Apparently, Thunderbird did not deliver over half of my emails last night, and the response is still sitting in my Outbox. Oi. Well, given that... I've put up your ad on the site (1.5 months free). It looks like I'm having some issues with my email client right now. Emails are coming in, but responses don't seem to be reliably going out. I apologize for any delays on that, but the ad is up on the site.


----------



## nekoheehee (Feb 16, 2012)

Dragoneer said:


> Apparently, Thunderbird did not deliver over half of my emails last night, and the response is still sitting in my Outbox. Oi. Well, given that... I've put up your ad on the site (1.5 months free). It looks like I'm having some issues with my email client right now. Emails are coming in, but responses don't seem to be reliably going out. I apologize for any delays on that, but the ad is up on the site.



Awesome, thanks! My fiance is very happy to hear that. If we manage to make it to FAU again, this year, you're getting a high five. We're still interested in buying an additional 2 months after that since we've set the money aside for that anyway. So when you get things sorted out with the email contact me about payment and we'll work out the details.


----------



## Dragoneer (Feb 16, 2012)

nekoheehee said:


> Awesome, thanks! My fiance is very happy to hear that. If we manage to make it to FAU again, this year, you're getting a high five. We're still interested in buying an additional 2 months after that since we've set the money aside for that anyway. So when you get things sorted out with the email contact me about payment and we'll work out the details.

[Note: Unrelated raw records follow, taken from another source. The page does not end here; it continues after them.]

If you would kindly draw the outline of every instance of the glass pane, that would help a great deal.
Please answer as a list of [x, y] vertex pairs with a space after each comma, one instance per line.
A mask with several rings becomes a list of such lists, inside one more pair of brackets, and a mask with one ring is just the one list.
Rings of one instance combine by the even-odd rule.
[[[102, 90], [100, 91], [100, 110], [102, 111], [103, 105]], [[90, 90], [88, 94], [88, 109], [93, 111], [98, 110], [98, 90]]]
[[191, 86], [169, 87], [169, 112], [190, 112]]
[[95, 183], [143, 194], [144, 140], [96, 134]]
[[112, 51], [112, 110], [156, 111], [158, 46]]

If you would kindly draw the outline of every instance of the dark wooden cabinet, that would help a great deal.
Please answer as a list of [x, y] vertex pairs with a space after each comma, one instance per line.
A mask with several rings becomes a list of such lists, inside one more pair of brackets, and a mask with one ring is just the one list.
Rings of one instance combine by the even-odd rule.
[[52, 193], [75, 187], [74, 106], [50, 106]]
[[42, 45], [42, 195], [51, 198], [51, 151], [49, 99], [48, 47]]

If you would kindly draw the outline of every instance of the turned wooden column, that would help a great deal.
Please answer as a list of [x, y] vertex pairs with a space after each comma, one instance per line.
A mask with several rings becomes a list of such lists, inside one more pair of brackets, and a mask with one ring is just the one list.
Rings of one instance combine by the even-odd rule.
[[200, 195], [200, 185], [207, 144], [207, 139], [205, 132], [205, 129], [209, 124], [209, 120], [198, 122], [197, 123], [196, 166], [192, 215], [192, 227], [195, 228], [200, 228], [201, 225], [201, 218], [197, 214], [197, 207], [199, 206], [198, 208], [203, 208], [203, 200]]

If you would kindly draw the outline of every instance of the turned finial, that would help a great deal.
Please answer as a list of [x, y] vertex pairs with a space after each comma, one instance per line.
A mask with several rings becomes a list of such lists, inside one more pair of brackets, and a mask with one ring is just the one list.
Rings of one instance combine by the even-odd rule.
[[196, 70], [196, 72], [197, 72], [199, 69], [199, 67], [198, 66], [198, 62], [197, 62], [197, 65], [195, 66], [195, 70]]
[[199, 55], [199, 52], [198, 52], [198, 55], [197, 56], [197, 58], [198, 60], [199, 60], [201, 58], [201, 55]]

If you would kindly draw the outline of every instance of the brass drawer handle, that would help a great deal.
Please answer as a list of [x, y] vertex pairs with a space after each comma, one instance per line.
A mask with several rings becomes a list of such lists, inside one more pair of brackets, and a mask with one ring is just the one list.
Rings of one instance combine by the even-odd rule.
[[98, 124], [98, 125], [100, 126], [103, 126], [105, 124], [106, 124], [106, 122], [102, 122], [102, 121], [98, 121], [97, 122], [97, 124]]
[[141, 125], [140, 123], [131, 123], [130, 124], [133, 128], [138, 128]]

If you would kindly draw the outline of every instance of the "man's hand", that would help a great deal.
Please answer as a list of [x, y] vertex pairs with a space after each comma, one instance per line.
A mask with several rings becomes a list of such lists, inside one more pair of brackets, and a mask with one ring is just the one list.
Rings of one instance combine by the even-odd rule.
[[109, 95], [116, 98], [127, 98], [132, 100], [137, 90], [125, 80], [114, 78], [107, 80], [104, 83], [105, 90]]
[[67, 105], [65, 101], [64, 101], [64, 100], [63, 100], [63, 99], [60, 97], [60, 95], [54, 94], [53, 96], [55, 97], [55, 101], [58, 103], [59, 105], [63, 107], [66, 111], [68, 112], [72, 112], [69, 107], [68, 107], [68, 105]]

Can you do me a favor, and send me another email tonight to both dragoneer@furaffinity.net and advertising@furaffinity.net? I'm reloading Thunderbird on my desktop, and want to see if I can email you after reloading it. Apparently, quite a few people have not been getting emails from me -- works on my laptop, not my desktop, so I'd like to test.


----------



## nekoheehee (Feb 17, 2012)

Ok, I've sent it to both emails. Sorry it took until today to send them, I went to bed about half an hour before your post


----------